The URI to load is determined by the following order of precedence:
_uri Option
admin field uri stored in the database
meta field #FEED taken from the database
Typical use is with an alias, not with a sequence number:
$db->update('whatever');
Can be used to initially load beacon files from URIs:
$db->update("new_alias", {_uri => $file_uri} );
unload ( [ $seqno_or_alias, %options ] )
Deletes the sequence(s).
- $seqno_or_alias
-
numeric sequence number, Alias or SQL pattern.
- Supported options:
-
force => (0|1)
Needed to purge the complete database ($seqno_or_alias empty) or to purge more than one sequence ($seqno_or_alias yields more than one seqno).
purge ( $seqno_or_alias[, %options ] )
Deletes all identifiers from the database to the given pattern, but leaves the stored header information intact, such that it can be updated automatically.
Methods for headers
($rows, @oldvalues) = headerfield ( $sq_or_alias, $key [, $value] )

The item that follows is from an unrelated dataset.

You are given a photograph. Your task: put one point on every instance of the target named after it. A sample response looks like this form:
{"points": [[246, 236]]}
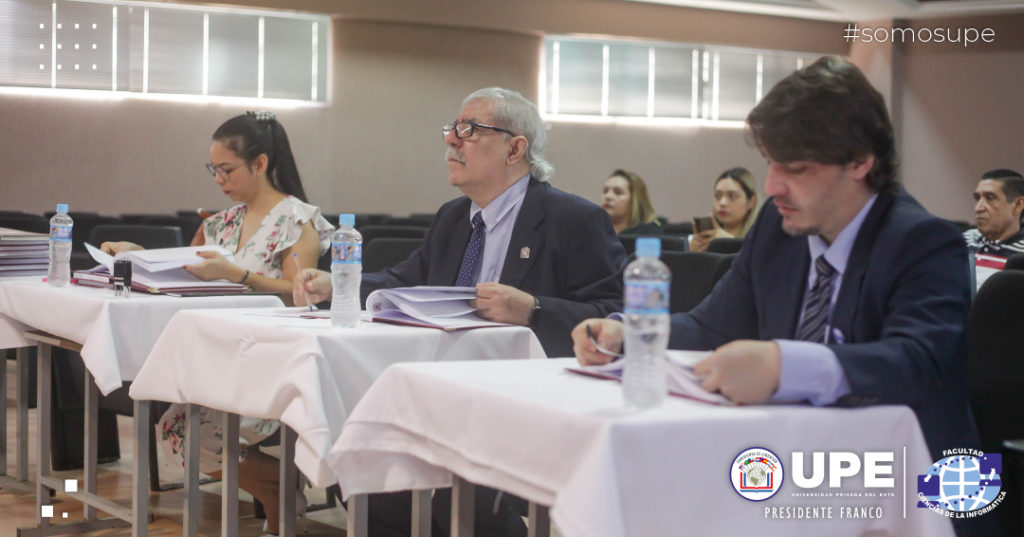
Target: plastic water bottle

Gets or sets an meta or admin Entry for the constituent file indicated by $sq_or_alias
($resultref, $metaref) = headers ( [ $seqno_or_alias ] )
Iterates over all
For each iteration returns two hash references:
listCollections ( [ $seqno_or_alias ] )
Iterates over all Sequences and returns on each call an array of
Seqno, Alias, Uri, Modification time, Identifier Count and Unique identifier count
Returns undef if done.
Statistics
idStat ( [ $seqno_or_alias, %options ] )
Count identifiers for the given pattern.
idCounts ( [ $pattern, %options ] )
Iterates through the entries according to the optional id filter expression.
For each iteration the call returns a triple consisting of (identifier, number of rows, and sum of all individual counts).
idList ( [ $pattern ] )
Iterates through the entries according to the optional selection.

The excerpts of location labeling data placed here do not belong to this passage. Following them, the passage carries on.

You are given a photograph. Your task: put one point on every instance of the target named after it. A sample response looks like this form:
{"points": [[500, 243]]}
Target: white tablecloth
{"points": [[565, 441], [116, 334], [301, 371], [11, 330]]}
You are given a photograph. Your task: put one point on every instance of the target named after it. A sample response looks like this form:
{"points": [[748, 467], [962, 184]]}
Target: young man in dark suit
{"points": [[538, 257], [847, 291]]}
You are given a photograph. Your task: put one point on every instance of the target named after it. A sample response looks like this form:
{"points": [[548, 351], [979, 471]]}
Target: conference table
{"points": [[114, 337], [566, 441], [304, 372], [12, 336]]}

For each iteration the call returns a tuple consisting of identifier and an list of array references (Seqno, Hits, Info, explicit Link, AltId) or the emtpy list if finished.
Hits, Info, Link and AltId are normalized to the empty string if undefined (or < 2 for hits).
It is important to finish all iterations before calling this method for "new" arguments:
1 while $db->idList(); # flush pending results
Manipulation of global metadata: Open Search Description
setOSD ( $field, $value }
Sets the field $field of the OpenSearchDescription to $value.
clearOSD ( $field }
Clears the field $field of the OpenSearchDescription.
addOSD ( $field, $value }
Appends $value the (repeatable) field $field of the OpenSearchDescription.
Manipulation of global metadata: Beacon Metadata
These headers are used when you will be publishing a beacon file for the collection.
setBeaconMeta ( $field, $value )
Sets the field $field of the Beacon meta table (used to generate a BEACON file for this service) to $value.
clearBeaconMeta ( $field }
Deletes the field $field of the Beacon meta table.
addBeaconMeta ( $field, $value )
Appends $value to the field $field of the BEACON meta table
admin ( [$field, [$value]] )
Manipulates the admin table.
Yields a hashref to the admin table if called without arguments.
If called with $field, returns the current value, and sets the table entry to $value if defined.
AUTHOR
Thomas Berger
CPAN ID: THB
gymel.com
THB@cpan.org
COPYRIGHT
This program is free software; you can redistribute it and/or modify it under the same terms as Perl itself.
The full text of the license can be found in the LICENSE file included with this module.